SQL-like interpretable interactive video search

Jiaxin WU
Phuong Anh NGUYEN
Zhixin MA
Chong-wah NGO, Singapore Management University

Abstract

Concept-free search, which embeds text and video signals in a joint space for retrieval, appears to be a new state-of-the-art. However, this new search paradigm suffers from two limitations. First, the search result is unpredictable and not interpretable. Second, the embedded features are in high-dimensional space hindering real-time indexing and search. In this paper, we present a new implementation of the Vireo video search system (Vireo-VSS), which employs a dual-task model to index each video segment with an embedding feature in a low dimension and a concept list for retrieval.
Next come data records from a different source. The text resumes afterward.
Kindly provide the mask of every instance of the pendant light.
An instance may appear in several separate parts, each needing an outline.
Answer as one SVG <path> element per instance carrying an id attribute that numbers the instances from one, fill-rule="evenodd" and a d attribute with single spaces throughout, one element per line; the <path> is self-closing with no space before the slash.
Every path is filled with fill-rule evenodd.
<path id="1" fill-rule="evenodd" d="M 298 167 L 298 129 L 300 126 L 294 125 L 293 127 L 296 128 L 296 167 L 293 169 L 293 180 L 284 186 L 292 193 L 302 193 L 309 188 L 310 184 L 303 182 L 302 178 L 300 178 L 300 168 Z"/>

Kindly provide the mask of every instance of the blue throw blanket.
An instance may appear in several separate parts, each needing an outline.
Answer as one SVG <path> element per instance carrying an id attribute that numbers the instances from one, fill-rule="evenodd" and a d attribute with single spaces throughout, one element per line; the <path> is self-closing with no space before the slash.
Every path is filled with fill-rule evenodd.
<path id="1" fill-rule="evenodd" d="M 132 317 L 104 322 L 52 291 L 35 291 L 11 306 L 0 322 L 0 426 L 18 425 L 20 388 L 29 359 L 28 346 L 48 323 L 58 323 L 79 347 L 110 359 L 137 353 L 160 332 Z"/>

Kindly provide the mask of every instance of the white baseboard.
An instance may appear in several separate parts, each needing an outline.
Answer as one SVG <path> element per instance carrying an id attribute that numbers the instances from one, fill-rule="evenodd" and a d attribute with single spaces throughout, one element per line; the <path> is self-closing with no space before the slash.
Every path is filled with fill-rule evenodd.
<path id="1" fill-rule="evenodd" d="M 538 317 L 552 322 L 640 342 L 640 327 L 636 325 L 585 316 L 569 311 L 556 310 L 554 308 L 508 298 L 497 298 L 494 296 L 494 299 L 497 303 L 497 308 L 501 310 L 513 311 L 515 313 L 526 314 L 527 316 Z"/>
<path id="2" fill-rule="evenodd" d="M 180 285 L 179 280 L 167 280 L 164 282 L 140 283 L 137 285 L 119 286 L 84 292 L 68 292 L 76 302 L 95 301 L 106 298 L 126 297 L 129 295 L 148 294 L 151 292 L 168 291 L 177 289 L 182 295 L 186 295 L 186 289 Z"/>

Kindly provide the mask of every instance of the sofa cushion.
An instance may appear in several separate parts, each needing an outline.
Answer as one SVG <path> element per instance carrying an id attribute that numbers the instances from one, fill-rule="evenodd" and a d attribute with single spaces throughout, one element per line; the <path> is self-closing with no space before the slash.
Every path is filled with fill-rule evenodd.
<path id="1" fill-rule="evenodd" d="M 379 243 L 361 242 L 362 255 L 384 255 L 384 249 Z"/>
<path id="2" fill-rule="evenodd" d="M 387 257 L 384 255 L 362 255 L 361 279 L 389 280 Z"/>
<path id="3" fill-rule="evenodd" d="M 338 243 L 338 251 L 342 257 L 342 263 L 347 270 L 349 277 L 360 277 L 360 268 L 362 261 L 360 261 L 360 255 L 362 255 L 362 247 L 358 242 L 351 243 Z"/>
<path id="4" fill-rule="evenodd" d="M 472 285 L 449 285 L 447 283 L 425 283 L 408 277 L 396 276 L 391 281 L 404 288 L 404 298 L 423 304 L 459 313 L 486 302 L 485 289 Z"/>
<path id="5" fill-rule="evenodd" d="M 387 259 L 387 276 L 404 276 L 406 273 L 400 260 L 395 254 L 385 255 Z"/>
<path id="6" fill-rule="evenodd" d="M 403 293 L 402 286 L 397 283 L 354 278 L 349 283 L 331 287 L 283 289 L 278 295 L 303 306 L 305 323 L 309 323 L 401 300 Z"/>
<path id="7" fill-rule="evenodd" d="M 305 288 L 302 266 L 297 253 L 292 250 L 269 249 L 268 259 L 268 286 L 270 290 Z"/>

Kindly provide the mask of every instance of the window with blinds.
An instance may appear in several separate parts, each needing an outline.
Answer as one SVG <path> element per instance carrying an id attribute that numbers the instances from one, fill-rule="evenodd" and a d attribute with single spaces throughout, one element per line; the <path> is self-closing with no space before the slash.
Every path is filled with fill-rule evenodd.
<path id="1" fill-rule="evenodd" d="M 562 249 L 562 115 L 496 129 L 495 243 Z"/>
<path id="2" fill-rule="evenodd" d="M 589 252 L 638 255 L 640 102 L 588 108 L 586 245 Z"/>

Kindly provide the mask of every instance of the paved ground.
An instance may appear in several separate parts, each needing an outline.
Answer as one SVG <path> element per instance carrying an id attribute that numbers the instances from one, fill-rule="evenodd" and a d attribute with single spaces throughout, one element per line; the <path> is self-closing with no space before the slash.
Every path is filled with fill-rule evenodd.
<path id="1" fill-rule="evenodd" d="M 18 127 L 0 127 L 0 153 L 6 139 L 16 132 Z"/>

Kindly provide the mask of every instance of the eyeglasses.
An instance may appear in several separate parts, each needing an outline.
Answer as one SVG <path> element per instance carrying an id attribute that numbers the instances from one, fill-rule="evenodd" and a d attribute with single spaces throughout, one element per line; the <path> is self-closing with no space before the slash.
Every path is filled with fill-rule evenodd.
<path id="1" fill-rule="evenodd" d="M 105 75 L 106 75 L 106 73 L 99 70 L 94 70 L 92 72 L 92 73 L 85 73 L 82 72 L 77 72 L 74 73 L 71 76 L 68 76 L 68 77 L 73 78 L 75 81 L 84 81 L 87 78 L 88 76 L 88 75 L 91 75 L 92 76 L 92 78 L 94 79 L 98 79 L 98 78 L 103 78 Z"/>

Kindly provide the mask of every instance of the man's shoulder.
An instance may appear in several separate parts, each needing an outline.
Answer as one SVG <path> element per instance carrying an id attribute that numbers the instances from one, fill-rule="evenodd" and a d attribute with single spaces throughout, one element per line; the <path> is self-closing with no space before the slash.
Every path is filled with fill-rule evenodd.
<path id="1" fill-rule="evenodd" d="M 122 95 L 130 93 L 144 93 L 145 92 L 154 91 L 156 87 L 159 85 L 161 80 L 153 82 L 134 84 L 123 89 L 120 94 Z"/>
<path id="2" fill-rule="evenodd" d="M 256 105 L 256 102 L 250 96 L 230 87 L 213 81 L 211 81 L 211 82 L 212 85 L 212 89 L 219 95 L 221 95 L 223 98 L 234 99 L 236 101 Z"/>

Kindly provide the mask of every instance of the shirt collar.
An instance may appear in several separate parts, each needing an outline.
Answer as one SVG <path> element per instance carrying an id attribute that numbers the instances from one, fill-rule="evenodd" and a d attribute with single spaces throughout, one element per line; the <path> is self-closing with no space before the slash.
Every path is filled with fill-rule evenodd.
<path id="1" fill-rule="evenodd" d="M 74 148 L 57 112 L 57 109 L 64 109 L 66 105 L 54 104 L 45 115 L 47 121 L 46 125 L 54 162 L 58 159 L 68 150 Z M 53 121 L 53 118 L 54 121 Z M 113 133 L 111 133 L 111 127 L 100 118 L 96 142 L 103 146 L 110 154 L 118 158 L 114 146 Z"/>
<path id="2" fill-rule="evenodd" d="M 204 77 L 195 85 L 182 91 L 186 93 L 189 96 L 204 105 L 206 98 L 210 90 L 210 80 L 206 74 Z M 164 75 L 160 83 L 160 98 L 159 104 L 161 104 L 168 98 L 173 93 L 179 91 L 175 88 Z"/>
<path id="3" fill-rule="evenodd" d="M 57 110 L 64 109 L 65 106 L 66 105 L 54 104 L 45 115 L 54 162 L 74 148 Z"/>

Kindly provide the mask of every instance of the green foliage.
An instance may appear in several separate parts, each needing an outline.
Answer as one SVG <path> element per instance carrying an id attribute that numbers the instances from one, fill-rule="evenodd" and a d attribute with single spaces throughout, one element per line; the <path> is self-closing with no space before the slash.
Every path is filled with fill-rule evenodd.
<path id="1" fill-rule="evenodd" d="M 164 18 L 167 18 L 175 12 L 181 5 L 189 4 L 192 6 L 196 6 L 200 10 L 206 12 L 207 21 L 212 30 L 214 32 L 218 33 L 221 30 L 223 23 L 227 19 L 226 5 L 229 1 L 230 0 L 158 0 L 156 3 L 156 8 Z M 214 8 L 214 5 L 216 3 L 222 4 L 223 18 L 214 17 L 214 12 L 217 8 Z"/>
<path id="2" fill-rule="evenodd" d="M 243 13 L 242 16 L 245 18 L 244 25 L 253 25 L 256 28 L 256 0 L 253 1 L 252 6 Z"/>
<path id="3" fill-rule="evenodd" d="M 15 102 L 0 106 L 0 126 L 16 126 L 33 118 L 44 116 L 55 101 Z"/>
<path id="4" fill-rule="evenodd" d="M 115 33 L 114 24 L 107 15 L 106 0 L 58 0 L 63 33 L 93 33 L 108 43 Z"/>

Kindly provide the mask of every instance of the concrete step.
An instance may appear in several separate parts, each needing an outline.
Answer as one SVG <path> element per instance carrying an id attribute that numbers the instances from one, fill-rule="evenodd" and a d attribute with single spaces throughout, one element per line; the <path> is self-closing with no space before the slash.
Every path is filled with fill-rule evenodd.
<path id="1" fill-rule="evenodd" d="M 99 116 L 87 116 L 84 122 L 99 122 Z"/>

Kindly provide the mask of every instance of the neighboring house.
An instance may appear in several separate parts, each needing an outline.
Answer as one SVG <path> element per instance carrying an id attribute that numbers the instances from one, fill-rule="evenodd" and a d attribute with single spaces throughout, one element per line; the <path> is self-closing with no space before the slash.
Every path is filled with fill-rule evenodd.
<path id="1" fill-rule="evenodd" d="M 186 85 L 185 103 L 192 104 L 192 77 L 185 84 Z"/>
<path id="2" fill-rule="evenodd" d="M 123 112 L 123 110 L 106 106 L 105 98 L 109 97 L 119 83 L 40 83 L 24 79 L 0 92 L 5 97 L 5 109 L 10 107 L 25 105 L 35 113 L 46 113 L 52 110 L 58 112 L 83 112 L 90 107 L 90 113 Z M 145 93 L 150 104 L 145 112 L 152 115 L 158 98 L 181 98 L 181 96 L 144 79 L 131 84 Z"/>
The concept list serves as a reference to interpret its associated embedded feature. With these changes, a SQL-like querying interface is designed such that a user can specify the search content (subject, predicate, object) and constraint (logical condition) in a semi-structured way. The system will decompose the SQL-like query into multiple sub-queries depending on the constraint being specified. Each sub-query is translated into an embedding feature and a concept list for video retrieval. The search result is compiled by union or pruning of the search lists from multiple sub-queries. The SQL-like interface is also extended for temporal querying, by providing multiple SQL templates for users to specify the temporal evolution of a query.